Unterrichtsprojekt statt Frontalunterricht. Anstelle eines alten Reclam-Heftes wird im Unterricht der zeitgenössische Roman „Hochzeit im Dunkeln“ gelesen. Und am Ende kommt der vielfach preisgekrönte Autor Harald Grill und liest am Stiftland-Gymnasium Tirschenreuth aus seinem Werk.
Michael kehrt nach dem Zweiten Weltkrieg in sein Heimatdorf im Bayerischen Wald zurück. Heldentum haben ihm die 3 Monate im Krieg nicht gebracht, stattdessen hat er ein Bein verloren. Er fühlt sich nutzlos und fremd auf dem heimischen Hof und muss lernen, mit der neuen Situation umzugehen. Da lernt er Adelheid kennen, ein schlesisches Flüchtlingsmädchen. Und plötzlich ist alles anders. Auf einfühlsame und humorvolle Weise, teilweise in bayerischer Mundart, erzählt Grill die Leidens- und Liebesgeschichte seiner Eltern. Eine Erzählung über das Weggehen und Heimkommen und das Zu-sich-selbst-Finden.
Seit etwa drei Wochen arbeiten die Schülerinnen und Schüler der Klassen 9a, 9c und 11b zusammen mit ihren Lehrerinnen Sybille Strmiska und Daniela Meidinger an einem Unterrichtsprojekt zu Grills Roman. In diesem charakterisierten sie die verschiedenen Figuren, gestalteten sie und diskutierten wichtige historische Themen wie Besatzung, Entnazifizierung und Heimatvertriebene. Gerade das letzte Thema spielt in der Grenzregion eine wichtige Rolle. Wie in Gesprächen während des Unterrichts klar wurde, gibt es bei fast allen Schülern Berührungspunkte mit diesem Thema.
Die Schülerinnen und Schüler zeigten sich überaus interessiert an der Geschichte des heimkehrenden Kriegsinvaliden Michael Multerer und freuten sich über die Möglichkeit, den Autor Harald Grill kennenzulernen und ihm Fragen zu seinem Roman zu stellen. Umso mehr, weil sie erfuhren, dass „Hochzeit im Dunkeln“ so wirklich passiert ist und es sich um die Geschichte der Eltern des Autors handelt. Grill habe die Erlebnisse seines Vaters erzählen wollen. Natürlich habe er aber die Namen geändert, da einige der vorkommenden Personen noch leben würden.

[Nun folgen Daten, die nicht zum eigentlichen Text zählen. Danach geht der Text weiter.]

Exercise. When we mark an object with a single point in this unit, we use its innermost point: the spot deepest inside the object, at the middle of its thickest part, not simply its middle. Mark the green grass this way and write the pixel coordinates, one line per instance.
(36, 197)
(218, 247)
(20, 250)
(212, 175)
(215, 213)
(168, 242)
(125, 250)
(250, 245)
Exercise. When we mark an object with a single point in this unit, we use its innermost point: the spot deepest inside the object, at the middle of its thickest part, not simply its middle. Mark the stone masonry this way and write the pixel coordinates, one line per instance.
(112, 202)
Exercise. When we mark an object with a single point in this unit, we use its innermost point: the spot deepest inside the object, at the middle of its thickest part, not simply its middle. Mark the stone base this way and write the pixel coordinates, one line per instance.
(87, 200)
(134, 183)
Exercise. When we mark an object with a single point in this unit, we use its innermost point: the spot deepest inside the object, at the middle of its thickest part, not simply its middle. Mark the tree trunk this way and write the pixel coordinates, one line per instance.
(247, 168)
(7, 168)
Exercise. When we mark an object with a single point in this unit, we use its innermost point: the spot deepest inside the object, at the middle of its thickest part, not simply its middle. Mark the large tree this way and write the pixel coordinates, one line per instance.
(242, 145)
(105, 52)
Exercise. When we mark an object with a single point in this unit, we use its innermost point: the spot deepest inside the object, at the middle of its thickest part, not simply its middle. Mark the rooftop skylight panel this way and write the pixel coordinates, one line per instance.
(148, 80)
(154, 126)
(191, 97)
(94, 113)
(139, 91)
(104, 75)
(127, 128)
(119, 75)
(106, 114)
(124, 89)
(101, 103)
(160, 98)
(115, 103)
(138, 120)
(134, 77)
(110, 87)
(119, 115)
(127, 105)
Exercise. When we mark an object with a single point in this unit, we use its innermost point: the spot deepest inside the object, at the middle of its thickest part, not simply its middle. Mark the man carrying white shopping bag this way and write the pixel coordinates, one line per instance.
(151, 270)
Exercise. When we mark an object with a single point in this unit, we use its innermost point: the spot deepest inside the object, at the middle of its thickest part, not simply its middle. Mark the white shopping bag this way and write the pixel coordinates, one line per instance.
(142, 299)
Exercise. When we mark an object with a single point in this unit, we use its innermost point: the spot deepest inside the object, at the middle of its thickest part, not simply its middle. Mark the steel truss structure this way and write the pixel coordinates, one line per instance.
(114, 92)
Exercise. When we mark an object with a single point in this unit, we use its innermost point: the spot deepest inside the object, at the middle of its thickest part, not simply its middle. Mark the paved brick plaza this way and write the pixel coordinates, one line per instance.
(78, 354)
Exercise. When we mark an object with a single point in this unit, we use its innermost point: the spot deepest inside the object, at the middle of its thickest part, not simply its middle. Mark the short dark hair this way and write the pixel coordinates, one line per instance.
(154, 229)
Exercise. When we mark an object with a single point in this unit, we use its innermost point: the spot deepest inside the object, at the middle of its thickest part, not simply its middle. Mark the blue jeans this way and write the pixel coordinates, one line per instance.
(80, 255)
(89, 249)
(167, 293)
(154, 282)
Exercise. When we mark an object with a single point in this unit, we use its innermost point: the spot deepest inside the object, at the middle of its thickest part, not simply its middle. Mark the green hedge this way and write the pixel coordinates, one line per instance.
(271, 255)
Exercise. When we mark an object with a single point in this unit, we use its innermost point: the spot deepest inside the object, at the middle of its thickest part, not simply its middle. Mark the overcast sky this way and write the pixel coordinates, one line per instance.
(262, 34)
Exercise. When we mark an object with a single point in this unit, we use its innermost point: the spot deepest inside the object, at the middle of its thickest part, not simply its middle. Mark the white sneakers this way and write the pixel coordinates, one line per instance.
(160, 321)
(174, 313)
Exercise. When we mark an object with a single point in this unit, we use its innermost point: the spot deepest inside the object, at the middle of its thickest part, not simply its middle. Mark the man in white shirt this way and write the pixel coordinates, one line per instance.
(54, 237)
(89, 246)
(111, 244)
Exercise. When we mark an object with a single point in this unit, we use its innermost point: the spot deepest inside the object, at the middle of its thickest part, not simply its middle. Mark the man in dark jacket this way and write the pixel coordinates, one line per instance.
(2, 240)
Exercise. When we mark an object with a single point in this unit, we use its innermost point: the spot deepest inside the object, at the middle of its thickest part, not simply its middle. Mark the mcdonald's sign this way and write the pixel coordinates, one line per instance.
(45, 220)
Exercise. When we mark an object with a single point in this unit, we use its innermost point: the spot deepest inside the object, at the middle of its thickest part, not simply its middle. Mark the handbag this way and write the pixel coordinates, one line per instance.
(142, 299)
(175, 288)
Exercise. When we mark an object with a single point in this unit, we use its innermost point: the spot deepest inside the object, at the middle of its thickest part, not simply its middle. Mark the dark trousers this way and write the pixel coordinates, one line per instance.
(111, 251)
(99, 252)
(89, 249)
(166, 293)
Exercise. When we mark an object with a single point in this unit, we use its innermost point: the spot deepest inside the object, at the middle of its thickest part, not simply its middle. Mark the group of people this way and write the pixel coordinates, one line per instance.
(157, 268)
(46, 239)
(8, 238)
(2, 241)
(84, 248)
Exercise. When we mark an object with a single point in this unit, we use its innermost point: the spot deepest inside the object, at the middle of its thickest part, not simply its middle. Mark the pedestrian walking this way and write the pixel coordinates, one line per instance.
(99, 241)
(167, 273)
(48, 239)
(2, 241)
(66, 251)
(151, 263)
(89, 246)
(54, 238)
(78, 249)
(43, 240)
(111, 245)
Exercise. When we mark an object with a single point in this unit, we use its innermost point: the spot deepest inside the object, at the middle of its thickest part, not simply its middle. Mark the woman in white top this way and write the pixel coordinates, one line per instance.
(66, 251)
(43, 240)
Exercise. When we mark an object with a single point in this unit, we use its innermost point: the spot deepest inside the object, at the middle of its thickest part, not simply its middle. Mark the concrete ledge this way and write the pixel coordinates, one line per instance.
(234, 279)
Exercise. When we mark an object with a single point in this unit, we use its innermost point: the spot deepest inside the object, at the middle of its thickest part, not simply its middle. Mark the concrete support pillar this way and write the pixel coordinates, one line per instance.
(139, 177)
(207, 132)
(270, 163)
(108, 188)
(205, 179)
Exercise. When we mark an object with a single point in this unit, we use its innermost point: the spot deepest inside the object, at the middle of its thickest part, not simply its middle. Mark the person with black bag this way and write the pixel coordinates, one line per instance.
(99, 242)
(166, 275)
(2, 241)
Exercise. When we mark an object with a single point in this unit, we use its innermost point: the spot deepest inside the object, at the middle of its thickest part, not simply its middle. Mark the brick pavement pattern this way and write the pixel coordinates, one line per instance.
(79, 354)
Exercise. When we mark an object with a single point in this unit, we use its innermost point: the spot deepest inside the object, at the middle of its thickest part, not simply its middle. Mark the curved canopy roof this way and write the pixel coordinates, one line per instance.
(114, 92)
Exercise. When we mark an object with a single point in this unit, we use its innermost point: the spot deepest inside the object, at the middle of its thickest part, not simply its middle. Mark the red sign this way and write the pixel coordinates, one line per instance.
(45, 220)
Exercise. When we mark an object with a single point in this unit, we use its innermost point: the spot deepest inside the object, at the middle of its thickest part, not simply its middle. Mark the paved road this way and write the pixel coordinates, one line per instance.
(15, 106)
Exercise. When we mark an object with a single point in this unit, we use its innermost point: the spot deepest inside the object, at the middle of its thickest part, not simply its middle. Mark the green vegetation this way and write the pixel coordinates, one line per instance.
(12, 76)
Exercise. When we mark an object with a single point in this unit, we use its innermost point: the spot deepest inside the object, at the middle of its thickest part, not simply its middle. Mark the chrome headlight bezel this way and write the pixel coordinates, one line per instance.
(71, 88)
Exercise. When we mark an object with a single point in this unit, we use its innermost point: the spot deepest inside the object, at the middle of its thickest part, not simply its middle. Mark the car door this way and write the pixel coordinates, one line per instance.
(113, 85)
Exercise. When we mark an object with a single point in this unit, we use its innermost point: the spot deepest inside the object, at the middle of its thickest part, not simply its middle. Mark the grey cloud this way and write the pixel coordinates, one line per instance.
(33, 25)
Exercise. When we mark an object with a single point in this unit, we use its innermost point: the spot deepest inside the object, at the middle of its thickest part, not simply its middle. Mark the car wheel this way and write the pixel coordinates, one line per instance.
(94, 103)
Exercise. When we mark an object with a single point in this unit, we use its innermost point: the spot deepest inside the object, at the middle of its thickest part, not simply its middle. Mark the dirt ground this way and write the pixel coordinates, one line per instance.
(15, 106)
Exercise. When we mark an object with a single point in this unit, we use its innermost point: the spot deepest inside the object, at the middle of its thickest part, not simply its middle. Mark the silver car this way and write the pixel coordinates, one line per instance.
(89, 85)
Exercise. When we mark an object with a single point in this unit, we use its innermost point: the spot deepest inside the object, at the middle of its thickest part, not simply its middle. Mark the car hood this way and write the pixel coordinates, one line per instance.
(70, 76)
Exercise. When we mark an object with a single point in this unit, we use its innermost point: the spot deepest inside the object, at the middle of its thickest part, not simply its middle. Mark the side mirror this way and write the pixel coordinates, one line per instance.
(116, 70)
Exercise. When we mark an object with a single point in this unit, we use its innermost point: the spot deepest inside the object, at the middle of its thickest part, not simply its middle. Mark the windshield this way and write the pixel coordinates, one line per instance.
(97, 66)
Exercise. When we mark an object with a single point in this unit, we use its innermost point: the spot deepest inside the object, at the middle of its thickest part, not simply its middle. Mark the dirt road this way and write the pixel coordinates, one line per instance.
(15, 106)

Dabei erfuhren die Schüler unter anderem auch, dass Harald Grill beinahe nach Ghandi benannt worden wäre: Mahatma Grill. Am Ende hätten sich die Eltern aber doch dagegen entschieden und stattdessen habe er jetzt den Namen eines norwegischen Prinzen, den seine Mutter auf der Illustrierten beim Frisör entdeckt hatte.
Grill gab den Schülern zudem einen Einblick in den Schaffensprozess eines Autors. In seinem Zimmer spanne er eine Wäscheleine von Bücherregal zu Bücherregal, an dieser hänge er seine Ideen auf. Immer zuerst Anfang und Ende und dann den Rest der Geschichte. Zudem habe er Boxen voller Karteikarten mit Ideen, aus denen er theoretisch 150 Bücher schreiben könne – allerdings müsse er dafür 200 Jahre alt werden.
Beeindruckt zeigte sich Herr Grill von den bei der Lesung ausgestellten Schülerarbeiten. Die im Rahmen des Lektüreunterrichts gestalteten Figuren seien sehr nahe an der Wirklichkeit. Am Ende bedankten sich die Schulleitung und die Schüler mit einem Präsentkorb bei dem Autor – mit der Hoffnung, den Autor eventuell auch in Zukunft noch einmal an der Schule begrüßen zu dürfen.